Dr. Hurwitz, a past Oppenheim mentee, said “It is hard to assess the impact of Joe’s journey and career on so many scientists. Like others, I was lucky to have Joe as a mentor and colleague for many years. He delivered the kind of critical advice with his unique warmth and humor that we rarely find in science. And he was always ready to challenge and discuss with his beloved ‘So what?’.”

Of his longtime CCR colleague, Dr. Young said “Joe Oppenheim was a force of nature who made everyone think about the relevance of their work with his famous ‘So what’ question. While it might initially be taken as harsh or rude, when one thought about the question in a calmer environment, it did make one think about the relevance of one’s work. At our Frederick laboratories, I had many discussions with him about my work, and I felt it was always a challenge to convince him that my experimental approaches would lead to relevant data. Joe was extremely loyal to the many scientists who went through his lab and always helped them reach their career goals. He had a wonderful, long life—despite a rough early life that included being hidden from the Nazis by a Dutch family—and Joe was very proud of his children and many grandchildren. His loss has saddened many, but his memory will forever be a part of the rich history of immunology.”

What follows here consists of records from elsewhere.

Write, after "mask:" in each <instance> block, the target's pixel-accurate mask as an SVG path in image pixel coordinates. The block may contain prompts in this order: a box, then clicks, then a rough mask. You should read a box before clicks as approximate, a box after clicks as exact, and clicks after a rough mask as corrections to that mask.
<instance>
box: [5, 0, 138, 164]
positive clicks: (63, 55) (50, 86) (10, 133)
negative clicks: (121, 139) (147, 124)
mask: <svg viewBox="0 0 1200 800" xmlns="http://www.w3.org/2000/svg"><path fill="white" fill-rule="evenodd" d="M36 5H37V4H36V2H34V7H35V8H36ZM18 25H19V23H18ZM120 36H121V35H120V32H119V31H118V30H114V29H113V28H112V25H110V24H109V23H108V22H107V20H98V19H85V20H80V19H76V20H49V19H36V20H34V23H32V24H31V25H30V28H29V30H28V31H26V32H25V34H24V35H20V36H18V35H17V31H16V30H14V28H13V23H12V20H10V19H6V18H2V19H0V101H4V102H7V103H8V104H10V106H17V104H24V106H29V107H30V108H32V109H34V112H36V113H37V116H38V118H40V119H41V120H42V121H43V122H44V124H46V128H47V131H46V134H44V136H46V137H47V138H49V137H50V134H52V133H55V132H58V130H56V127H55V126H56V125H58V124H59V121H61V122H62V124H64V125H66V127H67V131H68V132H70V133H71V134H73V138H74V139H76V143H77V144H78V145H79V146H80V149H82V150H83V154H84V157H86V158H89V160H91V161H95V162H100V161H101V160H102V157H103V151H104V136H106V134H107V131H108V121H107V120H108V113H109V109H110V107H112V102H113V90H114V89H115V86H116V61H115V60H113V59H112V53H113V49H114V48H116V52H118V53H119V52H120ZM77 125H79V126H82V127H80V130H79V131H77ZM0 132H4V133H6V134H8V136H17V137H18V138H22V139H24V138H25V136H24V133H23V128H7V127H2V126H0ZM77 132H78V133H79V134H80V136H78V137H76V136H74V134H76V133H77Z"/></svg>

Dr. Young’s May 15 message to NIH Immunology Interest Group colleagues cited Dr. Oppenheim’s surviving family members and other loved ones:

Joost Oppenheim is survived by his second wife, Ann Goldman; four children, Meers, Monty, Matthew, and Emia; two stepchildren, Randy and Dale; and many grandchildren. He was predeceased by his beloved first wife, Elizabeth (Libby) Oppenheim.